Why Is Chevrolet Declining In ASEAN?

Automotive Lemon Law in Malaysia

Published on November 16th, 2018 | by Daniel Sherman Fernandez


Why Is Chevrolet Declining In ASEAN?

In early 2015, General Motors (GM) pulled out of Indonesia after operating there since 1938. At the time, its market share in Indonesia stood at below 1%. Then weeks later, GM started scaling down its operations in Thailand where its had just a 3% market share. At the time, the Chevrolet Spin (compact MPV) and Sonic (compact car) were seeing declining sales despite the Thai governments push to to encourage compact vehicles sales using the ‘Eco Car 2’ program. Only the Chevrolet pickup truck seemed to continue having a following.

Now in November 2018, after 4 business ‘marriages’ with Malaysian companies, GM is retracting again from Malaysia. Its 4th marriage, with the Naza Group has just ended and the GM PR department in Thailand has issued a statement saying that a new 5th business marriage is being planned. We are sure this marriage will not take place in the near future unless GM itself comes to Malaysia and opens for business with new and interesting products.

Looking at GM’s issues with Indonesia and Thailand it is not surprising that the Malaysian retreat has come. We believe that GM has not looked seriously into the buyer behavior and the needs of the maturing ASEAN motoring consumer and instead just brought in products that does not compete head to head with Korean and Japanese vehicles sold in ASEAN. (The last Cruze and Malibu cars have been replaced with newer models globally but were never introduced in Malaysia) and the ageing Captiva SUV has no revised model.

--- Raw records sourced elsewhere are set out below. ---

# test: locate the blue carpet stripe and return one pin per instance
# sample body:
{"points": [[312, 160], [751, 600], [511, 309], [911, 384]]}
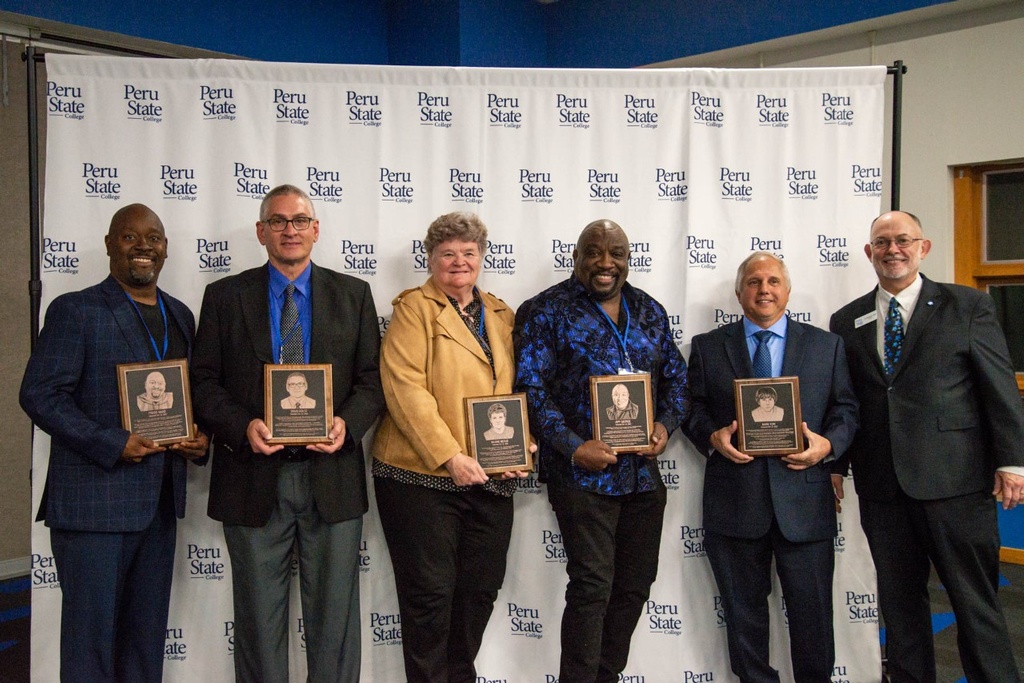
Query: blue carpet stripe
{"points": [[16, 612], [15, 585]]}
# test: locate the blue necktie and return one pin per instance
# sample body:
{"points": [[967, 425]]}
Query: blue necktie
{"points": [[893, 336], [291, 330], [762, 356]]}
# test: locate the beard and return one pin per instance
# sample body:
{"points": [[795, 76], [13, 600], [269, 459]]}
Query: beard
{"points": [[138, 279]]}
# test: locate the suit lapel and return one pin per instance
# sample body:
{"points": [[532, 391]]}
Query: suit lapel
{"points": [[929, 302], [256, 313], [793, 357], [866, 336], [735, 349], [127, 321], [452, 324], [498, 331]]}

Looking at how Mazda and Subaru have moved fast forward in ASEAN to compete with long established Toyota, Nissan and Honda in ASEAN, its is clear indication that the product planners in both Mazda and Subaru have understood the maturing needs of the ASEAN car buyer and developed new ‘sexy’ products with latest cabin and drivetrain technology to stay ahead and even at times be ahead of the established competitors.

It is time for General Motors to understand that ASEAN is a mature car market and buyers will not accept old technology under fresh paint and leather.